Reading Notes - Ch. 4 - Fastbook (part 2)

Gradient Descent

Recall: Arthur Samuel's description of machine learning

Suppose we arrange for some automatic means of testing the effectiveness of any current weight assignment in terms of actual performance and provide a mechanism for altering the weight assignment so as to maximize the performance. We need not go into the details of such a procedure to see that it could be made entirely automatic and to see that a machine so programmed would “learn” from its experience.

Gradient descent is the "mechanism" that we use to alter the weight assignment (i.e. parameters of our model) so that we can maximize its performance (i.e. minimize the loss value).

The following diagram shows the different components involved in training a deep learning model:

In this setup, we can use calculus to calculate how we should update the parameters of the model so that the loss value decreases. This change we have to make in the parameters of the model is given by the gradient of the loss function with respect to the parameters.

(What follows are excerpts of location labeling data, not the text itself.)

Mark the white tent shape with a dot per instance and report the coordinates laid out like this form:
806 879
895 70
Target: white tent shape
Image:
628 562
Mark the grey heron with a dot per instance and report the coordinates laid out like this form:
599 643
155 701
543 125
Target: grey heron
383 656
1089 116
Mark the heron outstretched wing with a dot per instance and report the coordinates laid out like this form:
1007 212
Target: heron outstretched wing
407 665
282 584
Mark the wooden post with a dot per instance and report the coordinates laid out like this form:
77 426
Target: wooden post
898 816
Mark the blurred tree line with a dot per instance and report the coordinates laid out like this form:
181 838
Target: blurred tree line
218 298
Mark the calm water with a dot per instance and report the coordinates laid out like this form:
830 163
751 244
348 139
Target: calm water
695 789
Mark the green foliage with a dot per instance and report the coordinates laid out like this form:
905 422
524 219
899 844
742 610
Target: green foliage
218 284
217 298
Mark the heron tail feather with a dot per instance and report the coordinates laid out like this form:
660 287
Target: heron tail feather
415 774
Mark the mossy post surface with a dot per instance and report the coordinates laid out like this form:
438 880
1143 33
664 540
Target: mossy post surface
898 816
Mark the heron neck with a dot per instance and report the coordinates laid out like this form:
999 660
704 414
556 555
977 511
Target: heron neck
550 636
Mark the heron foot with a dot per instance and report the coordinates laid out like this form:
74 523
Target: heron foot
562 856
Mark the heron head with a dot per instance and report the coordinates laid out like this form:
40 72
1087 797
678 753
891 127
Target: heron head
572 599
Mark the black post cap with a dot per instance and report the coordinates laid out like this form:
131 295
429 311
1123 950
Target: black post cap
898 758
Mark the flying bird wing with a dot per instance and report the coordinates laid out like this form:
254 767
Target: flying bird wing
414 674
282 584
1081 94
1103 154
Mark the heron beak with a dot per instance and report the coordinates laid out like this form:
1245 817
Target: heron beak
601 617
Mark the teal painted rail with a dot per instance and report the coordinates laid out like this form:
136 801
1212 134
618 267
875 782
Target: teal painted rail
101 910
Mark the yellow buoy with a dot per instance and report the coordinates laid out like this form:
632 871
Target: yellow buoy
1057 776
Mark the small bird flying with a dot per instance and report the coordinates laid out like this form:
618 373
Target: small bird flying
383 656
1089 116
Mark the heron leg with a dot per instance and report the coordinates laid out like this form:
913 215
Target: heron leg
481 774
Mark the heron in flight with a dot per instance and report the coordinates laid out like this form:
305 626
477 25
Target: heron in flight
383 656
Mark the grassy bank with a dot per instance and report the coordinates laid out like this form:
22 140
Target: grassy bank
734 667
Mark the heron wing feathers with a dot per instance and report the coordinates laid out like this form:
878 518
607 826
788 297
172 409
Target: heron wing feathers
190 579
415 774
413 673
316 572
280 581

Technically, the gradient specifies the direction of steepest increase of the loss function. So we update the parameters in the negative direction of the gradient - i.e. the steepest decrease.

After finding the gradient, we adjust the parameters of the model in the direction specified by the gradient to reduce the loss value, hence the name gradient descent.

We have a way of improving the weights using gradient descent so it's completely fine to start with randomly initialized weights.

We stop training the model when we see that the accuracy of the model starts getting worse or we run out of time.

Batch, Mini-batch and Stochastic Gradient Descent

When calculating the gradient of the loss function with respect to the model parameters, at each step you can use all the data in the training set (batch gradient descent), one data point from the training set (stochastic gradient descent), or a subset of data (i.e. a mini-batch) in the training set (mini-batch gradient descent).

Batch gradient descent gives the most accurate gradient. However, computing the gradient over the entire dataset takes a long time. Also, it may not be possible to fit all your data in memory (especially a GPU) to use batch gradient descent if you have a very large dataset.

Stochastic gradient descent is the fastest since the gradient has to be calculated using only one point. However, it gives a very imprecise and unstable gradient. Also, using one data point at a time doesn't allow you to make full use of the parallel processing capabilities of a GPU.

Mini-batch gradient descent is a compromise between batch and stochastic gradient descent. A larger batch size (number of items in a mini-batch) gives a more accurate and stable estimate of the gradient, however smaller batches are faster to compute and allows you to update the gradient more number of times in an epoch.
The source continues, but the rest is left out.